Losing Elizabeth

by Mary Bingham

Today I had a call from the young woman who used to be my kind and loving daughter. The special ring tone that I reserve for her calls punches me hard in the middle of my chest. I take a deep breath and press ‘accept’. It’s what I am trying to do—accept her for who she is now.
“Hi Mum!”
“Hello Darling, how are you today?”
“Fine. Can I borrow your car? I need to pick up my stuff from a friend’s place.”
I take a deep breath before I can even bear to answer.
“How about I drive you there, and I can help you pick it up?” She hangs up.
       My car, covered in the scars inflicted the many times I gave in to her tearful or enraged demands, spends another day carrying groceries; not drugs, nor the dealers of these terrible substances that took my Lizzie away and replaced her with this paranoid, angry and permanently damaged girl.
       I gently put the phone down, go upstairs to my bedroom and scream into a pillow. I can’t bear to hear from her and I can’t bear not to.
I remember my first child Alice who died as a baby over thirty years ago. I still grieve for her, but it’s bearable now, and there are weeks and sometimes months when she doesn’t even enter my thoughts.
It’s not the same this time. I’m losing Elizabeth over and over again. Every single day, this strange and scary young woman reminds me that I lost my darling daughter over ten years ago to a terrible addiction. She looks almost the same (apart from the dreadful scars that cover her face from years of ice abuse), but every time I see her there is less and less of the bright, happy girl with the heart a mile wide that was the child Elizabeth.
I have almost stopped blaming myself, but it’s hard.
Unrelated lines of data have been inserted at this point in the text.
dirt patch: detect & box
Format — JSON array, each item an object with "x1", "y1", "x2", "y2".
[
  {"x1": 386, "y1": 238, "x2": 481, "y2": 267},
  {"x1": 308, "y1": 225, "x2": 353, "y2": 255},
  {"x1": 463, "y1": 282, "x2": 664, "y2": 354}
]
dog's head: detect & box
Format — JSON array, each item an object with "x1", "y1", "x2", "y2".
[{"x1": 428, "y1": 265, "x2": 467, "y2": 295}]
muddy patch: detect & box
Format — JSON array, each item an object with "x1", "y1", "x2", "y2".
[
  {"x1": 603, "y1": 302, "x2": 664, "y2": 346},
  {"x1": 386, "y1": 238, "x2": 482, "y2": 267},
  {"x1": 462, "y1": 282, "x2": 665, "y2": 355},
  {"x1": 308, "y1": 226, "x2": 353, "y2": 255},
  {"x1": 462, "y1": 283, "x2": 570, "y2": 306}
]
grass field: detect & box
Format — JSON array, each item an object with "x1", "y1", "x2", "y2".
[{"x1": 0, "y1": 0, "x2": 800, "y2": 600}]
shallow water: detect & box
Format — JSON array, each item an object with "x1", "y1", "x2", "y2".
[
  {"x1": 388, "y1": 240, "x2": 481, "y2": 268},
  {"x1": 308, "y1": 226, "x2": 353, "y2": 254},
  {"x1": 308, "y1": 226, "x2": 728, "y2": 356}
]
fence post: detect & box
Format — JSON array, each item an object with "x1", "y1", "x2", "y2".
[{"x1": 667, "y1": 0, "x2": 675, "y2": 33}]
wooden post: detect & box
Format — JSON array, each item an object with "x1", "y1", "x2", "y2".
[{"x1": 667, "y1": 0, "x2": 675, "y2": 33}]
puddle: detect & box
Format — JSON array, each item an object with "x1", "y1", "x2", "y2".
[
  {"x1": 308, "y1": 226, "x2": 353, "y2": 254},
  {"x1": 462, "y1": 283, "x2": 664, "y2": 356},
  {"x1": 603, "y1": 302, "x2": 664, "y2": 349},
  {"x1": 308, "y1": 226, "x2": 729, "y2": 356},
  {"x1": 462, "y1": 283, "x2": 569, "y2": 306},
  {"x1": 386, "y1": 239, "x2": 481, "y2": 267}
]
We are supposed to protect our children from harm and I didn’t do a good enough job.
My daughter, who was going to have a rewarding and lucrative career, a solid and dependable husband and a pack of happy healthy kids, is gone. Countless times I have sat outside the secure unit of the psychiatric ward at the hospital and wept for our loss.
I don’t think that I can face another day of this unendurable pain, but I must—I’m her only prospect.
Tomorrow I will start again, trying to help this lost girl build a new life.